Following Final Fantasy VI, Square began testing for its next entry Final Fantasy VII on the Nintendo 64, but technical issues, escalating cartridge costs and the higher storage capacity of CD technology persuaded Square to move VII and all their subsequent titles onto the PlayStation. During early testing on 3D development software, the team rendered a battle involving Final Fantasy VI characters Terra, Locke and Shadow. The decision to move to PlayStation soured the relations between Square and Nintendo. Due to this, Final Fantasy VI was the last series title to release on a Nintendo platform until Final Fantasy Crystal Chronicles came out on the Nintendo GameCube in 2003. It was also the last new mainline Final Fantasy game to come to a Nintendo platform until 2018 when the abridged Final Fantasy XV: Pocket Edition was released on Nintendo Switch, followed by the subsequent rereleases of Final Fantasy VII, VIII, IX, X, X-2 and XII throughout 2019, and ports of Final Fantasy VII Remake, Final Fantasy VII Rebirth and Final Fantasy XIV releasing on Nintendo Switch 2 throughout 2026. Final Fantasy VII Revelation, the third entry in the Final Fantasy VII Remake trilogy, will be the first new mainline entry to be developed for a Nintendo console since VI when it releases in April 2027 for Nintendo Switch 2. Final Fantasy VI was included in the Super NES Classic Edition under its original titling as Final Fantasy III for the North American and European release in September 2017.

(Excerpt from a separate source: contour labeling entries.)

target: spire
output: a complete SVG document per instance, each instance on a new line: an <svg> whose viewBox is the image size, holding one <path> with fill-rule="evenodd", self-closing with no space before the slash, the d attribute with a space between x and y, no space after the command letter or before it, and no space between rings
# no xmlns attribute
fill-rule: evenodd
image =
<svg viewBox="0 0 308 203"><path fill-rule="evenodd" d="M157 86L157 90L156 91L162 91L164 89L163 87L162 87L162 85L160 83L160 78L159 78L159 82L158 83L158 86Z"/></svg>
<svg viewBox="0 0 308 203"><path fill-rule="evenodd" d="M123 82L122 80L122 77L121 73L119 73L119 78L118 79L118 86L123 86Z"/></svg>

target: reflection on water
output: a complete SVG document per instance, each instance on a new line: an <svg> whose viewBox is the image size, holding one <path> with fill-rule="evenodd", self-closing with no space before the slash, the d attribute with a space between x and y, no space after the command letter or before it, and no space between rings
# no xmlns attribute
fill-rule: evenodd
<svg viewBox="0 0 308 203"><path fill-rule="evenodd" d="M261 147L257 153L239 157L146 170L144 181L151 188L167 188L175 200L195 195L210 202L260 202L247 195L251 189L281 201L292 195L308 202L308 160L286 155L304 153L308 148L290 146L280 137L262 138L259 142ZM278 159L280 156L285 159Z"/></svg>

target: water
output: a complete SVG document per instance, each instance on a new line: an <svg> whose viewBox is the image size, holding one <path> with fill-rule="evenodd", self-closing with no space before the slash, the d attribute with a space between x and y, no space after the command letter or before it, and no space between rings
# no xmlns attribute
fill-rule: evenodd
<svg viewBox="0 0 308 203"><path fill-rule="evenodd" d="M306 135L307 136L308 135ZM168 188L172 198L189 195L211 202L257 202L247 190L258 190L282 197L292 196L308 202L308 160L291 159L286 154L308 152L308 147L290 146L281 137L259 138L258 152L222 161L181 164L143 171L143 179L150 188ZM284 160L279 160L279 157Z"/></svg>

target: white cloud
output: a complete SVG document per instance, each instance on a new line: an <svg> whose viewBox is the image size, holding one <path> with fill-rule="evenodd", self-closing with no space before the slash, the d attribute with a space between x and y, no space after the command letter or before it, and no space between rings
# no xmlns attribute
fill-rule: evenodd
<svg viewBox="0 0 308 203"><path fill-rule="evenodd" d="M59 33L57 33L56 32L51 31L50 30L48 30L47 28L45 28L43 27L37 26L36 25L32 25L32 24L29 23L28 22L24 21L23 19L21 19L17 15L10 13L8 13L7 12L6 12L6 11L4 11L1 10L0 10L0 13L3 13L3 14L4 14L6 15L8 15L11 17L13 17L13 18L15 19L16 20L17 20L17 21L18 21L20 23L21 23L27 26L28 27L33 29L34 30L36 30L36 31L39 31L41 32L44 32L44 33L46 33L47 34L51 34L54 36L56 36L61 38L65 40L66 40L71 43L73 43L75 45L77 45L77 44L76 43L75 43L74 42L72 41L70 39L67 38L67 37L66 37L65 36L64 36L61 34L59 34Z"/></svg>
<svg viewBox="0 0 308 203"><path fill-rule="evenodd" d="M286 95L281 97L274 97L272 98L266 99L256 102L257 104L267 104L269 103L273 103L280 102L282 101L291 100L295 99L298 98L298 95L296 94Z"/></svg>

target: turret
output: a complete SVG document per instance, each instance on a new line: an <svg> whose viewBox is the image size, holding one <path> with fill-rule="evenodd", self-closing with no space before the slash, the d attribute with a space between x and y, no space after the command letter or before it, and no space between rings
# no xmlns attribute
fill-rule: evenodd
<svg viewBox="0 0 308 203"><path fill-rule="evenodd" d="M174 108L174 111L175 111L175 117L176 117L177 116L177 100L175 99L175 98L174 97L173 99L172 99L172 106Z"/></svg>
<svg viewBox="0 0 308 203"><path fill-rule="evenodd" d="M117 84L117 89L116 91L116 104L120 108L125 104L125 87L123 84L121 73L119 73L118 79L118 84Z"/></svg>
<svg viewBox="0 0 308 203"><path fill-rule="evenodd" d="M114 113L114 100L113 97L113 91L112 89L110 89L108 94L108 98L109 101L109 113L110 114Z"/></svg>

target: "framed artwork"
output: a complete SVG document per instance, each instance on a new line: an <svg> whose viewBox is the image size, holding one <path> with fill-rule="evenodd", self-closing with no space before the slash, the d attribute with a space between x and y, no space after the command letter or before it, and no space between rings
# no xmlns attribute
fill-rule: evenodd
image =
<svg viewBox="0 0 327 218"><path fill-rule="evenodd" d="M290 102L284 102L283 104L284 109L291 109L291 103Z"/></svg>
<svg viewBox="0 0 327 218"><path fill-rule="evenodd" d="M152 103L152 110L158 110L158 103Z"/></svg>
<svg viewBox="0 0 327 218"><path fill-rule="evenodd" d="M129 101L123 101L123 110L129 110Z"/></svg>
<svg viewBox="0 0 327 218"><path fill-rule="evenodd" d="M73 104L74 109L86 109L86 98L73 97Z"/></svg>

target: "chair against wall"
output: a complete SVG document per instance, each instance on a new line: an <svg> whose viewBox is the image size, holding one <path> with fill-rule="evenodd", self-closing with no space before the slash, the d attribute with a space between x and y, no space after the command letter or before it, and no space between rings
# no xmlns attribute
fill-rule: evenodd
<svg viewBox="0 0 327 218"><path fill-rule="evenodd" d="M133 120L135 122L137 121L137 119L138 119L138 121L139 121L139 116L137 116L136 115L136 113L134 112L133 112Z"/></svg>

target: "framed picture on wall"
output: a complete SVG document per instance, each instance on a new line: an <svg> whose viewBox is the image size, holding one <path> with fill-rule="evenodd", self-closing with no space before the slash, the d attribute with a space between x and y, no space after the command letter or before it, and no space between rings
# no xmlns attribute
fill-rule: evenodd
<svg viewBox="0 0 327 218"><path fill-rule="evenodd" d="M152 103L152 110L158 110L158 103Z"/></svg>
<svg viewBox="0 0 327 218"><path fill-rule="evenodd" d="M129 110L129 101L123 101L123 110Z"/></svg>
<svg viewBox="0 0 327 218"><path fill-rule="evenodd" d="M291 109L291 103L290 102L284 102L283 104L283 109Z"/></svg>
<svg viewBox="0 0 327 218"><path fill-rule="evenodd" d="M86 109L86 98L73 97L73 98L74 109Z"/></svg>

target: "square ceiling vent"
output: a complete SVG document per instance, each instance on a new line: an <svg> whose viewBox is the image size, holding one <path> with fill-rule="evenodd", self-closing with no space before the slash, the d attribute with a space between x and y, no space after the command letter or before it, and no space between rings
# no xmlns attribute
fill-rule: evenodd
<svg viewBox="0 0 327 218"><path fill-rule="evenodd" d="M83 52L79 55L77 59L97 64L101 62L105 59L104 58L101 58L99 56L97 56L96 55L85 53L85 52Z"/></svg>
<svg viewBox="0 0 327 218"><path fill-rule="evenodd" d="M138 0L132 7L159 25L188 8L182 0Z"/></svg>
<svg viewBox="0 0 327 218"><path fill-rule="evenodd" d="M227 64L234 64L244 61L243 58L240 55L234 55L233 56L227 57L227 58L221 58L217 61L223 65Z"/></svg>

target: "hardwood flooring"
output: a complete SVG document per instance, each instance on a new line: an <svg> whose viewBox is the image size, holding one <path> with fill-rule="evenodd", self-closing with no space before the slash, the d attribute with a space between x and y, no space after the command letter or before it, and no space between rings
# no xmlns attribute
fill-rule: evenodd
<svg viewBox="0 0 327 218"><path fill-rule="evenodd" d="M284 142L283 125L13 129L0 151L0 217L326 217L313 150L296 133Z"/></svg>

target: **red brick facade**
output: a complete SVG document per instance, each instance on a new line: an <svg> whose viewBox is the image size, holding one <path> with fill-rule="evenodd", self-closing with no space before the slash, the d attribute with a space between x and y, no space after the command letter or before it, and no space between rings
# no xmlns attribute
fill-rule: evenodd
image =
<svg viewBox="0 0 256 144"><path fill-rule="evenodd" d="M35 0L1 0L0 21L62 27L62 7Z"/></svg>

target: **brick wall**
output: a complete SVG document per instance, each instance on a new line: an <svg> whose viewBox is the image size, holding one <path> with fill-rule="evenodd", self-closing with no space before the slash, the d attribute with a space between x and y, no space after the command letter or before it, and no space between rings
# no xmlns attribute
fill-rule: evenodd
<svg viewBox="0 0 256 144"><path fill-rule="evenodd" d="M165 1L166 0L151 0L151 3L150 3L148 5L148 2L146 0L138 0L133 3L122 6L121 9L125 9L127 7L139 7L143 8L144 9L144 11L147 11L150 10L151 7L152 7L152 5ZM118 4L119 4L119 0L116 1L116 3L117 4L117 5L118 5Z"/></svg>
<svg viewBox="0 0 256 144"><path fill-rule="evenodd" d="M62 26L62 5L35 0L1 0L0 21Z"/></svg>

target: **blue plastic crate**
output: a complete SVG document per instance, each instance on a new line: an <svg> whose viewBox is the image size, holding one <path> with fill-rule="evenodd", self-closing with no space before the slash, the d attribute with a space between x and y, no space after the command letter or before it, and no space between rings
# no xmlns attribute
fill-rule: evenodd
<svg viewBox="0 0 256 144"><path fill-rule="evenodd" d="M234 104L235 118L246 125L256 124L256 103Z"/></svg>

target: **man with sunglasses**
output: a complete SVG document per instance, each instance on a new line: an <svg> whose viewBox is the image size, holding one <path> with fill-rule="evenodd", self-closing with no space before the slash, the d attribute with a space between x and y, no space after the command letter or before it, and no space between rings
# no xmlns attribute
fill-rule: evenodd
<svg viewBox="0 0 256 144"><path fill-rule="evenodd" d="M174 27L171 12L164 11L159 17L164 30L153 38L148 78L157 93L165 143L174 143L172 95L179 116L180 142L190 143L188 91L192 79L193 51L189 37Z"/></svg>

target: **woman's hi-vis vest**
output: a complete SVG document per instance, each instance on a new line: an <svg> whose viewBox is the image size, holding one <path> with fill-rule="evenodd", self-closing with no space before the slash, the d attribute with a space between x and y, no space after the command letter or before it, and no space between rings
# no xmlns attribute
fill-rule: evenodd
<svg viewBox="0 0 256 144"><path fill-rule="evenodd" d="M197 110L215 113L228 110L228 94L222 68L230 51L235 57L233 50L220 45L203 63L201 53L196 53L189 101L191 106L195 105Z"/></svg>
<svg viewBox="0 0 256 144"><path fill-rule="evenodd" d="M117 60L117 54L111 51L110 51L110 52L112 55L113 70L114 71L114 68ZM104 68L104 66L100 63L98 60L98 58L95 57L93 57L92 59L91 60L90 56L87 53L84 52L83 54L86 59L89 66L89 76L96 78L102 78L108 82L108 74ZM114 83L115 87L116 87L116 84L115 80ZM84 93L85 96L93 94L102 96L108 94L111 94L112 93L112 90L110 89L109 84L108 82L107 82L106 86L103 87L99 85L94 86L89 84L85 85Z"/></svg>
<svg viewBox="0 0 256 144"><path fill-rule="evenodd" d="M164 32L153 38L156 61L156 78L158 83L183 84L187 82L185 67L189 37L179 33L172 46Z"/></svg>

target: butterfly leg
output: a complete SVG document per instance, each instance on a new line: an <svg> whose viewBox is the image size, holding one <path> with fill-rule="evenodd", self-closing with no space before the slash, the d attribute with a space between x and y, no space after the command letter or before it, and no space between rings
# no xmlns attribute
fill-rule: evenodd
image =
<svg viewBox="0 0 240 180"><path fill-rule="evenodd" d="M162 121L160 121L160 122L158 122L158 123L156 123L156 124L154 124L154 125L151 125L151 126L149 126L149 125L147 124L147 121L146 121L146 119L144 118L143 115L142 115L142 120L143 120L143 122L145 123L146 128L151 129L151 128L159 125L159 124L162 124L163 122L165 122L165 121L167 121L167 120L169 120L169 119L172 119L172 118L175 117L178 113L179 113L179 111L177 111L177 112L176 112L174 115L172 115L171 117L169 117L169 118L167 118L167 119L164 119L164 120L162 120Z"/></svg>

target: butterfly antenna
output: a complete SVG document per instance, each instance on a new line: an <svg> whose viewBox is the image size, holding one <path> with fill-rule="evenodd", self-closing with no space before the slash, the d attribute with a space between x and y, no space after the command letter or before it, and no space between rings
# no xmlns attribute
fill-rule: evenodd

The game celebrated its 30th anniversary in 2024, with developers reflecting on how its shift toward a character-driven narrative, where every character acts as a protagonist, influenced the overarching design philosophy of the franchise. In the anniversary interview, Nomura described Final Fantasy VI as the culmination of the pixel art era, noting that the transition between VI and VII marked a major turning point for the series both technically and creatively, and that he retains a strong personal attachment to the game.